Upon reflection, I plead guilty to Michael Brady's charge that I chose 
badly, too rhetorically, when I said our first thought when we encounter a new 
and complicated subject can be "weightless". For examples I conveyed that in 
Philosophy 101 at Brown when the problems of "cause", "belief", and 
"meaning" were introduced, my first thoughts were light-weight, trifling, thin, 
meager. Michael opined that I should have said 'light-weight' to begin with. I 
accept his correction. 

My basic point was that our alleged particular "thoughts", our 
"idea-notions", are, among other things, transitory. They evolve as we think 
about them 
more, they pick up more, call it, substance. 

In the last few days, we've seen this on the forum as the subject of 
"essence" was introduced and then elaborated on.

Mando has said he wants his sculptures to "express the essences" of their 
subjects'

William wrote: "Define essences". 

Saul, who is good at projecting a tone of finality, replied with one line:

"the minimum it takes for a thing to be differentiated from another thing"

When it was pointed out that this is ambiguous. "E.g. do you mean 
differentiate a tiger from a lion, 
or one tiger from another tiger?" Saul's first notion proved not to be 
final; he "evolved" his definition a bit:

"the essence of something [is] the minimal conditions that allow us to 
distinguish it from another thing (of a different kind or order)."
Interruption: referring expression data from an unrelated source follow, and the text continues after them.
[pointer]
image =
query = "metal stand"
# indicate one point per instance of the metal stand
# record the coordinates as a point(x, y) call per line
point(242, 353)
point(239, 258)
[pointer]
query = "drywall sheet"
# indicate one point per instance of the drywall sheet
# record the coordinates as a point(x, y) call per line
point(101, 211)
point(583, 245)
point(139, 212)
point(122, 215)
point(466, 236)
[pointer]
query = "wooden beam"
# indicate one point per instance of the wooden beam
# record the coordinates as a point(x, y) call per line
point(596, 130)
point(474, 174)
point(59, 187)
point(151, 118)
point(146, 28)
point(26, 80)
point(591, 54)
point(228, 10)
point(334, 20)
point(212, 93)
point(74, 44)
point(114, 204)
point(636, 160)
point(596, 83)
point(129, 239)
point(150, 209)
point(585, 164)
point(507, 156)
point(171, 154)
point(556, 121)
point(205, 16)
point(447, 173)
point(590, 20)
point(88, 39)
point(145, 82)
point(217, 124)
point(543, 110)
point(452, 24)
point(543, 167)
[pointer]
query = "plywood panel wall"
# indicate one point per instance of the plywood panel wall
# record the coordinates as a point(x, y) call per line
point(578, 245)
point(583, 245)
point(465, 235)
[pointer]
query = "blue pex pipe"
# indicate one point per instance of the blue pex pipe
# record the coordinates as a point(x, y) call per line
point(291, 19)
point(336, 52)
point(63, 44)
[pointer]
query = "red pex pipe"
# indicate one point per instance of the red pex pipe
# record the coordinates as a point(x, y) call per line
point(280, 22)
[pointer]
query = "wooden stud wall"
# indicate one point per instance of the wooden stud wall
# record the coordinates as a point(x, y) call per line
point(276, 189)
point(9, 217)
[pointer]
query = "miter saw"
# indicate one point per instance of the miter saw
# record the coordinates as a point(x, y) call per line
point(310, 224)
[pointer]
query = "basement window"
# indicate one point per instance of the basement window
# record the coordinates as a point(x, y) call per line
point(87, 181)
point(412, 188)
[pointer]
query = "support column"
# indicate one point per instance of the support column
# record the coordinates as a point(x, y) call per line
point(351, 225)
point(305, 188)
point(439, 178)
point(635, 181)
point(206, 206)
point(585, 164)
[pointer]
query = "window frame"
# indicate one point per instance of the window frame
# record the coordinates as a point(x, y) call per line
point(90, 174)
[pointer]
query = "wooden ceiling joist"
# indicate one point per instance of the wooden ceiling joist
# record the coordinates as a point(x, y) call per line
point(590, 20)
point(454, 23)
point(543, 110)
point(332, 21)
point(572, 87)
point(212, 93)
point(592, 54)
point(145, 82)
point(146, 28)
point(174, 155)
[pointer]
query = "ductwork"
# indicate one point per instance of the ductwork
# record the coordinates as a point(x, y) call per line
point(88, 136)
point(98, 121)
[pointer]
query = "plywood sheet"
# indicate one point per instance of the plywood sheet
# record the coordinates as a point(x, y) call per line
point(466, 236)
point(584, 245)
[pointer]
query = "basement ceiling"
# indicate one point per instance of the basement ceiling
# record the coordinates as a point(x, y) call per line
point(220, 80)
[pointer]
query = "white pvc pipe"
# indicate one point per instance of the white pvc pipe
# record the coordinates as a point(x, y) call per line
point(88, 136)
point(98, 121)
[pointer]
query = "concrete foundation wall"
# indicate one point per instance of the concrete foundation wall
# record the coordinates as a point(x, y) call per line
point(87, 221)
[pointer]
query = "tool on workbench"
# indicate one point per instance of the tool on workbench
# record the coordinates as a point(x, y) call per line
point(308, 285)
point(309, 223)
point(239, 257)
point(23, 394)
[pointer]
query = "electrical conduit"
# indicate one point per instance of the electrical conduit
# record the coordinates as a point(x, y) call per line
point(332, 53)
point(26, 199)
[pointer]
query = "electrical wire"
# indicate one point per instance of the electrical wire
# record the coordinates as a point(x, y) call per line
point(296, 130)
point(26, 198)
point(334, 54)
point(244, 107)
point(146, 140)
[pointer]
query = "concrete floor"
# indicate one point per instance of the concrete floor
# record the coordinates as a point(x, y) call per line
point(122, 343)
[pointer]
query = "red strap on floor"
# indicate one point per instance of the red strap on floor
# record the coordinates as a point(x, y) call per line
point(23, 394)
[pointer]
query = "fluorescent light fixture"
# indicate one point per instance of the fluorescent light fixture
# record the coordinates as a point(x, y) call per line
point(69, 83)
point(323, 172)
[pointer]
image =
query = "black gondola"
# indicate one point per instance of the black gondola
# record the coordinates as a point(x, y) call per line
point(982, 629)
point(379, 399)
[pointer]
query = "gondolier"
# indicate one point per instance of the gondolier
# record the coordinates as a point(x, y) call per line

In response to this, it was pointed out to Saul:   "My name and address 
differentiate me from anyone else in the world. Would you call them my 
"essence"?"

To which Saul advanced his definition by adding the (undescribed) notion of 
"significant":

"If that combination is the most significant difference we might identify 
then I would say yes"

Saul then elaborated: "I do not think there is any essential difference 
between one human and another."   Saul, at this point in his developing idea, 
feels the "essential" thing is a matter of what he calls "kind" (roughly what 
Kripke et al term "natural kinds".)

And it went on like that, with Saul refining his original notion. Saul is 
not alone in this. Any pertinacious thinker will find his new ideas evolving 
if he thinks on them long enough. 

My point: We have a tendency to talk of "THE concept of XXX" as though 
everyone who thinks of XXX conjures the same notion in the mind, or "my idea 
of" 
as though it is something fixed in our consciousness. In fact all notion is 
transitory - morphing like a writing cloud.